Выслушав пылкий рассказ, Врангель осуждающе заметил:
— Даже не подозревал, что у тебя такие таланты, но так, дружище, можно и экспедицию сорвать!
— Никогда! — страстно опроверг Матюшкин. — Наше общее дело для меня на первом месте.
Перед тем как представить Матюшкина Сперанскому, Врангель напутствовал его:
— Держись с ним поосторожнее, не распускай язык. Помни: от воли этого человека зависит будущее нашей экспедиции, ее успех.
К дому Сперанского подъехали в экипаже Кутыгина. Тот же секретарь встретил их и пригласил в гостиную. Врангель представил коллегу:
— Мичман Федор Матюшкин. Едет вместе со мной. Ему пришлось задержаться в Томске, приболел.
— Весьма рад вашему благополучному прибытию.
Сперанский, пожимая руку Матюшкина, усмехнулся улыбкой царедворца, который, если и знает что-то дополнительное о визитере, не торопится объявлять об этом.
— У меня, ваше превосходительство, есть рекомендательное письмо, — полез в карман Матюшкин, — от вашего знакомого, директора Царскосельского лицея Егора Антоновича Энгельгардта.
Сперанский тут же распечатал и прочитал письмо. Взяв под руку Матюшкина, сказал:
— Мы немного погуляем по саду. Если у вас, Фердинанд Петрович, есть дела, я вас не задерживаю. А в час дня мы все вместе отобедаем.

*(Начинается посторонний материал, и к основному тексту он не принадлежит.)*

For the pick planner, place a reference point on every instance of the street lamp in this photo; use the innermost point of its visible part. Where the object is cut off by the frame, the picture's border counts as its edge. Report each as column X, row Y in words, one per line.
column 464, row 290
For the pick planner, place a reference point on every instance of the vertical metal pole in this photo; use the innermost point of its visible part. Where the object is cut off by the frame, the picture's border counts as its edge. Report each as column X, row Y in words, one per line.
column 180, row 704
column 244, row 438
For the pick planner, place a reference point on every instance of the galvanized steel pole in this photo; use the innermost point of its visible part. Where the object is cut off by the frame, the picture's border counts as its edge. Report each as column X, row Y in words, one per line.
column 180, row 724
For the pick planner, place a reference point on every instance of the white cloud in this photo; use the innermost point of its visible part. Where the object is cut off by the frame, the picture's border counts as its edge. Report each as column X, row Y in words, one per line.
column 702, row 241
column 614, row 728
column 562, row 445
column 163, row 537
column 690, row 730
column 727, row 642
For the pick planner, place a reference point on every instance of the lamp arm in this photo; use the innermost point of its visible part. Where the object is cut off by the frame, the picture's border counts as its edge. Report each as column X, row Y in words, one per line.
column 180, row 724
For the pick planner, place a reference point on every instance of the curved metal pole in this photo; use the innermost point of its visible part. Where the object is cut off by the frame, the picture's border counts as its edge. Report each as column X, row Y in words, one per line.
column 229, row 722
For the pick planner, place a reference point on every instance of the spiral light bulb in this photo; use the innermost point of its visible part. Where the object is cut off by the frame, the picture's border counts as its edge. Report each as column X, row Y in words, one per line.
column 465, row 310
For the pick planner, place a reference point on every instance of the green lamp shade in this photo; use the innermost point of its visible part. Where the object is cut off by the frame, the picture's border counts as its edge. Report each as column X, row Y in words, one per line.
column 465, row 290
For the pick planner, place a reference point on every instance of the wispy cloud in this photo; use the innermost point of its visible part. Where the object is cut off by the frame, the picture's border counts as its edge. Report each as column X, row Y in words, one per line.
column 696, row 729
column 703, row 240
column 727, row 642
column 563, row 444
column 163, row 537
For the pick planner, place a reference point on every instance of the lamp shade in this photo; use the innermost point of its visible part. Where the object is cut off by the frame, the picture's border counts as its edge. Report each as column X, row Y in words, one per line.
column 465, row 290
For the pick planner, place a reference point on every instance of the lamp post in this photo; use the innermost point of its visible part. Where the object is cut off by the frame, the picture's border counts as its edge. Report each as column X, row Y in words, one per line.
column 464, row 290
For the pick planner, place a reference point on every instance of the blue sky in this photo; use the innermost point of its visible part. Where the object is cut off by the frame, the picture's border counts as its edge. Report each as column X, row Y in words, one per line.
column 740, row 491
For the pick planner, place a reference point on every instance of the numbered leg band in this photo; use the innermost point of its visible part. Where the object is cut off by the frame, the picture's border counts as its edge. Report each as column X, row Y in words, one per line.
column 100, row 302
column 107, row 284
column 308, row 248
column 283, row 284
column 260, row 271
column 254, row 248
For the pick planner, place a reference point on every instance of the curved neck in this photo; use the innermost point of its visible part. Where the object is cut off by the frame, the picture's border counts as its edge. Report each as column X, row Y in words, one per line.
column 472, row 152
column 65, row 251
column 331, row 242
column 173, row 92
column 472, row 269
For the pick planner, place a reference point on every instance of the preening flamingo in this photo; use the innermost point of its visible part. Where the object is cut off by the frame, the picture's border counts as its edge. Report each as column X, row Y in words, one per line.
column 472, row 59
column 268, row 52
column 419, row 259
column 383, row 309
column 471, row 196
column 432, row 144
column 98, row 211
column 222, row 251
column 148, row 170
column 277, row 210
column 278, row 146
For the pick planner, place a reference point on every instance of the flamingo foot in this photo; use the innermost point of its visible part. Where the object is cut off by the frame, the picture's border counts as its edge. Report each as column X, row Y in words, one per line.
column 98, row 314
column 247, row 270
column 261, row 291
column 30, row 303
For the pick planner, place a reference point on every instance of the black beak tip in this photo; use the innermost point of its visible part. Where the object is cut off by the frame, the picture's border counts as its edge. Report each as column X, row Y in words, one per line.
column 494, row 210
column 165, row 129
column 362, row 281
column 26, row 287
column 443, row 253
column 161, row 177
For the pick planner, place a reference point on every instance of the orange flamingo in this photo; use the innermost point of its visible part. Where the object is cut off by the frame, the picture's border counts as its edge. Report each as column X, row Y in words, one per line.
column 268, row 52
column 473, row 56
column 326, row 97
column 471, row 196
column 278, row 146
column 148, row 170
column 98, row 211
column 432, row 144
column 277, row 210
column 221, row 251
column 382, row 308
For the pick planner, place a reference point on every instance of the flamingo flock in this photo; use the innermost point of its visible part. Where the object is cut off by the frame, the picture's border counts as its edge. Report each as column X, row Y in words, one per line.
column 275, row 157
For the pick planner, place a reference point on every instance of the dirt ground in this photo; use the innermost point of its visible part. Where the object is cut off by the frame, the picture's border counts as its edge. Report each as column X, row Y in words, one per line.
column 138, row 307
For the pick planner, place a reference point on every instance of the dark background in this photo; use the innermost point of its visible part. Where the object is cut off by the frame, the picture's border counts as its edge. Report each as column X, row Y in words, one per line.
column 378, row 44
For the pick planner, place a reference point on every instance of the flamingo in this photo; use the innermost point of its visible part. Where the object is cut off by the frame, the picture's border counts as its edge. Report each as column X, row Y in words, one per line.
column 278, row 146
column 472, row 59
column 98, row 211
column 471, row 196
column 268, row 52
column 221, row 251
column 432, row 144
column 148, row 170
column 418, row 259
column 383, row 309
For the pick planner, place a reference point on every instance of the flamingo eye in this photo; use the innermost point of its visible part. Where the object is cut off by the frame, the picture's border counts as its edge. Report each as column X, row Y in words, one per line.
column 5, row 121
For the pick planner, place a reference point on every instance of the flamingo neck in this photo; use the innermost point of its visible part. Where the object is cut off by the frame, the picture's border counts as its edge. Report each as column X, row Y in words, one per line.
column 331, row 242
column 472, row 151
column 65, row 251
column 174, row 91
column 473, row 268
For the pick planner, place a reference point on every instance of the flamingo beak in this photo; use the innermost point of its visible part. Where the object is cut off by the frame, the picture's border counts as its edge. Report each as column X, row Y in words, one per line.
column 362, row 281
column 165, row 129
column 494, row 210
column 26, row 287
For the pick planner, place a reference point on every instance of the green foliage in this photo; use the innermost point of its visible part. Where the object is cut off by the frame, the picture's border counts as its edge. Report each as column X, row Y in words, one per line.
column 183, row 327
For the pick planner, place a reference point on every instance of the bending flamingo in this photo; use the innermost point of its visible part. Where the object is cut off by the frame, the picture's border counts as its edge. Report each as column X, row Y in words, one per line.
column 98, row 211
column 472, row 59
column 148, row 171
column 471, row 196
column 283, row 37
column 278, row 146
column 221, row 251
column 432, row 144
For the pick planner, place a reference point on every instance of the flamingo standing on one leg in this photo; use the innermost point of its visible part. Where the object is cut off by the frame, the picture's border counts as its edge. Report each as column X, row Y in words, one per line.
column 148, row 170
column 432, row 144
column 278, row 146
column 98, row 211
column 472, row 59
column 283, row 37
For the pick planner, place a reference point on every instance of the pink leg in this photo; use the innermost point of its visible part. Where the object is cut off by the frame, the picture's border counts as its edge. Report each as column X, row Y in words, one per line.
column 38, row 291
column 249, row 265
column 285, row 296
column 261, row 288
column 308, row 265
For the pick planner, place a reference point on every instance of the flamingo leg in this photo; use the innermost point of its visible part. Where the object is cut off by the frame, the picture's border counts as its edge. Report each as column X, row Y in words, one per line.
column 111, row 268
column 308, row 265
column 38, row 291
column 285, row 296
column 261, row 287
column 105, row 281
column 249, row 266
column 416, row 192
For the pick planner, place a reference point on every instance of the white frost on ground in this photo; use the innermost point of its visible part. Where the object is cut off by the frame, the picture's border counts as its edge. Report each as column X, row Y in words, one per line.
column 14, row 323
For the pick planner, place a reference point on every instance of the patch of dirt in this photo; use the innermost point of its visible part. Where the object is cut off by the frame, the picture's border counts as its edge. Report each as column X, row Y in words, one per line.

Врангель согласно склонил голову. В предобеденное время можно было обсудить с Кутыгиным вопрос о постройке кожаной байдары, необходимой для плаваний через полыньи среди льдов. В назначенный час он вернулся в дом Сперанского. Стол был уже накрыт, и Сперанский познакомил Врангеля еще с одним приглашенным на обед гостем — высоким, лет двадцати восьми приставом Егором Федоровичем Тимковским, назначенным для сопровождения духовной миссии, вскоре отправляющейся в Пекин.
5
Матюшкин, Федор Федорович (1799—1872) — русский моряк, адмирал (с 1867), один из ближайших товарищей Пушкина по Царскосельскому лицею. С 1858 г. — председатель Морского ученого комитета, с 1861 — сенатор.